- Councilman Mark Squilla’s First District saw some of the greatest increases in its property taxes in the Nutter Administration’s Actual Value Initiative (AVI). Today, Squilla will introduce legislation that would gradually bring AVI’s changes into effect over the next four years. Yet others, such as Councilman Wilson Goode Junior, bemoan that it isn’t fair to those who stand to have their taxes cut in the move.

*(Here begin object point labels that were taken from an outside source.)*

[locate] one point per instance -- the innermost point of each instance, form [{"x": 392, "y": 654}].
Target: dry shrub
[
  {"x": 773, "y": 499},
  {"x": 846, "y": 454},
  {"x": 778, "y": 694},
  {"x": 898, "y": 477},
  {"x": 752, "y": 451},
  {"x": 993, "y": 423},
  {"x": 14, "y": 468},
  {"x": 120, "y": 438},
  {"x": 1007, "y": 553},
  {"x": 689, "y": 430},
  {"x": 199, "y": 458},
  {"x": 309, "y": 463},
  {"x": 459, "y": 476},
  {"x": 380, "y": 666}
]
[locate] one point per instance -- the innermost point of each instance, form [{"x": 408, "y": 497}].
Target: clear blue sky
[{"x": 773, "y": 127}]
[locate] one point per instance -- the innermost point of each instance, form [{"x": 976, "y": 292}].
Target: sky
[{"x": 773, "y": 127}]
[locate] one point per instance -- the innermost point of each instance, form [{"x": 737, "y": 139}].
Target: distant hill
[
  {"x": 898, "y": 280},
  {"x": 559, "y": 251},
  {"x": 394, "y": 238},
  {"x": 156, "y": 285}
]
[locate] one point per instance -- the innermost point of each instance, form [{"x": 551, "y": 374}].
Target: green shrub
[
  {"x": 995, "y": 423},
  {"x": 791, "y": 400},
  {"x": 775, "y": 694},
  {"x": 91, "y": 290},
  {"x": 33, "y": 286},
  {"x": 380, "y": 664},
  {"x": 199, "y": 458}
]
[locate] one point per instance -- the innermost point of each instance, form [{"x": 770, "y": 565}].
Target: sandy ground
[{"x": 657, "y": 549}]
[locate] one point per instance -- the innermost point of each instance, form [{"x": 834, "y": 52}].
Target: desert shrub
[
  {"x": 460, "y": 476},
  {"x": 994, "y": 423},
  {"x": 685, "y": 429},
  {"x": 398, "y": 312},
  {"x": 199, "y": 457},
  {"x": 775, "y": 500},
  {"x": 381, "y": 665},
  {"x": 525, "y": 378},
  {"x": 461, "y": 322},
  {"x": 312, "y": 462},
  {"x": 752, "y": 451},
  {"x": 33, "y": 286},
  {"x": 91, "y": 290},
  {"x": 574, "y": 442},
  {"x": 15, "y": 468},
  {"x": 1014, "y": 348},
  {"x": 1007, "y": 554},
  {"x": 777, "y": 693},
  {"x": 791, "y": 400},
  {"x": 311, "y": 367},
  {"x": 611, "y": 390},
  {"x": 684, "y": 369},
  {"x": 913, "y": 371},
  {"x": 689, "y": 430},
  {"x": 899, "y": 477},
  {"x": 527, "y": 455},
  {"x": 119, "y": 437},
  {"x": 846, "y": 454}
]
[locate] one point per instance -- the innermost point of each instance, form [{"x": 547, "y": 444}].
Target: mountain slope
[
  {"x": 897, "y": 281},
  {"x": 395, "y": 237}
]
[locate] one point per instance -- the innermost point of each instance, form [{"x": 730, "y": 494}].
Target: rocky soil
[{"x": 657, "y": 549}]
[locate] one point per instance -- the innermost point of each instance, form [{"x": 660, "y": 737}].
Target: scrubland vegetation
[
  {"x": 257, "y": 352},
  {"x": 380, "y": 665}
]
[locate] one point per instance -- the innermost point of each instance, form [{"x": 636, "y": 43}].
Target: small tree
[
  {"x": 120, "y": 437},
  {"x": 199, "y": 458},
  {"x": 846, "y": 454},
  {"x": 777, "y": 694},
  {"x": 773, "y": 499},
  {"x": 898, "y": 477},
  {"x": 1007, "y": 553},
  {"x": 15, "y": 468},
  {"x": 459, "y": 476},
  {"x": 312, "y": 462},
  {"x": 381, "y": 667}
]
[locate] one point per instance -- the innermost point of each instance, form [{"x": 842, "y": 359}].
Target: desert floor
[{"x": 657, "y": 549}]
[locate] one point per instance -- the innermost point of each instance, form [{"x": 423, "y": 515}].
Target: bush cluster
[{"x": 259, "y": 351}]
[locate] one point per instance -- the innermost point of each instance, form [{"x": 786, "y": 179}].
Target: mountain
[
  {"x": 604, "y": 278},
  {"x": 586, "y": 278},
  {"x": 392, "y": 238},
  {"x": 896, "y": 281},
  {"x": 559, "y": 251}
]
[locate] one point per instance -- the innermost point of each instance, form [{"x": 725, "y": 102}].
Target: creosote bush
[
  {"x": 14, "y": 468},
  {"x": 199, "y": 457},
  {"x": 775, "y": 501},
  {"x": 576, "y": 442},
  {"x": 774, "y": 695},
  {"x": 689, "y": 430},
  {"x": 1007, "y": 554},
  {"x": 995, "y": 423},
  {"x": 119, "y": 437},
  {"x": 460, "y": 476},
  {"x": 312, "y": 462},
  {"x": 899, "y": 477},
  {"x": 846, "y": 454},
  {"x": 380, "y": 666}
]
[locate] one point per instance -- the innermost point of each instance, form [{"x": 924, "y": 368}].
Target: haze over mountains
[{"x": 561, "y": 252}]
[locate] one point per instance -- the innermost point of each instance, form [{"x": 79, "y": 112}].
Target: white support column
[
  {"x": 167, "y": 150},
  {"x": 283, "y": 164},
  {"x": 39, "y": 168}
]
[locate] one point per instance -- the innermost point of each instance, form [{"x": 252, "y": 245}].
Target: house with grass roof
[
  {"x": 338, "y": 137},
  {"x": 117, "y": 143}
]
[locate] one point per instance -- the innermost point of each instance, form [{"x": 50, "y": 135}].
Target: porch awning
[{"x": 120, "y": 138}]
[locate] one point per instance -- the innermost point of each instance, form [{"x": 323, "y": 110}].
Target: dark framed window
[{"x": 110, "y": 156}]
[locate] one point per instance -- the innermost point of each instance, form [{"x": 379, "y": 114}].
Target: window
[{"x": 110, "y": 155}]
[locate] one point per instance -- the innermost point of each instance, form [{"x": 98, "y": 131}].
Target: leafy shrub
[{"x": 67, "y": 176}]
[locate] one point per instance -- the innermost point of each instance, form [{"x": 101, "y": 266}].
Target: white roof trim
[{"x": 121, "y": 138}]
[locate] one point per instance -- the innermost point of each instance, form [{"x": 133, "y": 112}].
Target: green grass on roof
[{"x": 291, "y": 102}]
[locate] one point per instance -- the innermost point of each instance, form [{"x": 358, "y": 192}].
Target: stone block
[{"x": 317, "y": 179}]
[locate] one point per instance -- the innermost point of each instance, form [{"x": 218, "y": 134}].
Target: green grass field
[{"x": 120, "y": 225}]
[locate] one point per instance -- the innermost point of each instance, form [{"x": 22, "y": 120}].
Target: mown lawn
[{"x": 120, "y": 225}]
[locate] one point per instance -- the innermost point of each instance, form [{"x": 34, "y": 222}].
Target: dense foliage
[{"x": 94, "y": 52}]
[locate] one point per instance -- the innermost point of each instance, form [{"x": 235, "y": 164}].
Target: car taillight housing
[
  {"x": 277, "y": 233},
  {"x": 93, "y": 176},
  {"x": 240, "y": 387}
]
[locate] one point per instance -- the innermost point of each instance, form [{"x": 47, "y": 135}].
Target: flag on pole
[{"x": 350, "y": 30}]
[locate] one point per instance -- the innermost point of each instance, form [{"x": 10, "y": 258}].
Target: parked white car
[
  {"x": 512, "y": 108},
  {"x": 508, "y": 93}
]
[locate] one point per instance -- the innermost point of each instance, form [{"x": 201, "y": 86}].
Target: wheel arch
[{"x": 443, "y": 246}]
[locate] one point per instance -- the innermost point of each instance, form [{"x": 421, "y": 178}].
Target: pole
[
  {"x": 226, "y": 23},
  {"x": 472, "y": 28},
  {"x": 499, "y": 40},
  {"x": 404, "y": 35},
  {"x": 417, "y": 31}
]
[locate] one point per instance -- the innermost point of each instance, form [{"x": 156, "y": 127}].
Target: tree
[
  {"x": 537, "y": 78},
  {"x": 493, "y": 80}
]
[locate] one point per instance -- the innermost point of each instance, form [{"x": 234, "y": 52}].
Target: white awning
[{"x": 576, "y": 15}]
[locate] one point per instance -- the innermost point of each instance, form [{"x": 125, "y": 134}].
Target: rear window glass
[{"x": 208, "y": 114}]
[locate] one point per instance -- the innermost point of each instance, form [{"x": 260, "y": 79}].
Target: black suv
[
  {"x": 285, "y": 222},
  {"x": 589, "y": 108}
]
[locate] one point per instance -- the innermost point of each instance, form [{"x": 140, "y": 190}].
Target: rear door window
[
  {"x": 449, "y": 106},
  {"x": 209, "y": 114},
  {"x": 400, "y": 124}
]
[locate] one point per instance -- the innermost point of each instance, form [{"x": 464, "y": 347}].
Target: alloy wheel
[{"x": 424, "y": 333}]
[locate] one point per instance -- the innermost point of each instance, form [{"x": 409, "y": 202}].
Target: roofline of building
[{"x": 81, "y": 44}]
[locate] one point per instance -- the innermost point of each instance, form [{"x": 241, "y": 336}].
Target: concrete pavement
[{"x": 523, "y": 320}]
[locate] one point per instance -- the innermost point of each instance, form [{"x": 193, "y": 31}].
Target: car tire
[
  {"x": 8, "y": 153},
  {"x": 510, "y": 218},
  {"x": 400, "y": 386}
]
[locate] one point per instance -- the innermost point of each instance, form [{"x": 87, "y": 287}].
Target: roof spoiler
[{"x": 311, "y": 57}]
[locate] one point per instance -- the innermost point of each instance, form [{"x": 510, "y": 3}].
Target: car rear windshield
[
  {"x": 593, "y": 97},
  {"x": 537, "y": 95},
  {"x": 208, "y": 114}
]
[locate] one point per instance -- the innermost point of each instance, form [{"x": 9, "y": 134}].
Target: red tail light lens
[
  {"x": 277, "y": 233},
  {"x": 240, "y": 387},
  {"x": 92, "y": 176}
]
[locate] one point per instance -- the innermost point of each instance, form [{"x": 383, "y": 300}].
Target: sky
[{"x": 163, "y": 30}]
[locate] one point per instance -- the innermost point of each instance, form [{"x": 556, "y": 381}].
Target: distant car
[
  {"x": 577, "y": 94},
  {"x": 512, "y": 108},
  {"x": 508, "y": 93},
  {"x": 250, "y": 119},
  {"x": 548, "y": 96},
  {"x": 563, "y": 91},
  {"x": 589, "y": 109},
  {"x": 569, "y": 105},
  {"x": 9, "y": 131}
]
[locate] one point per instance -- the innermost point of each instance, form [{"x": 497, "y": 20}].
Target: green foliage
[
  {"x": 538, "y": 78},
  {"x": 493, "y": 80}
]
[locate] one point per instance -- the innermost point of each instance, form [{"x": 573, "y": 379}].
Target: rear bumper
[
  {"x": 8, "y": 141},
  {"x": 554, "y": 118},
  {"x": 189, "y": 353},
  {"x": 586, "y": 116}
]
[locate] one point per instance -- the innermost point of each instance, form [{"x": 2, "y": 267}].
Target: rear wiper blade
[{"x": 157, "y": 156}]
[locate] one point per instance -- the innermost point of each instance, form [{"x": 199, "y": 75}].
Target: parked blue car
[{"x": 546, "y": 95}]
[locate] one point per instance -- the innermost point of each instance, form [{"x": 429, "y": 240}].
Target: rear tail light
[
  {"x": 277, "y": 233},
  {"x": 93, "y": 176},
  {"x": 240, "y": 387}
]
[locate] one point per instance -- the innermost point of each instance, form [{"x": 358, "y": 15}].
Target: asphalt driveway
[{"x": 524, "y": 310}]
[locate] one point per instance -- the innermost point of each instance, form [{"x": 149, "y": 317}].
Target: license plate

- Three civics (representing Fairmount, Francisville, and Spring Garden) appear ready to endorse bike lanes along Fairmount Avenue from Broad Street to the Art Museum, says Eyes on the Street. Informal polling of businesses by the Bicycle Coalition of Greater Philadelphia revealed about 80% of businesses along that thoroughfare to be in support. “If all goes according to plan, the bike lanes will be added to an existing Streets Department road-striping contract and painted in during the 2013 paving season.”
- Mount Airy resident Judy Hill reviews Joseph Minardi’s second book on Philadelphia architectural history, Historic Architecture in Northwest Philadelphia: 1690s to 1930s. Hill writes that although at times “pedestrian,” Minardi’s prose traces the “evolution of these northwestern settlements from rural villages to vibrant suburbs within the city limits. We learn how the neighborhoods grew from summer retreats to bustling, year-round communities, and how the development of the railroad and creeping industrialization affected life along the avenue through the centuries.”
- The annual Manayunk-Roxborough Art Center Members’ Show has been pushed up seven months, notes the Roxborough Review. This, the 57th exhibit, will begin Sunday, March 3 at MRAC’s gallery at 419 Green Lane.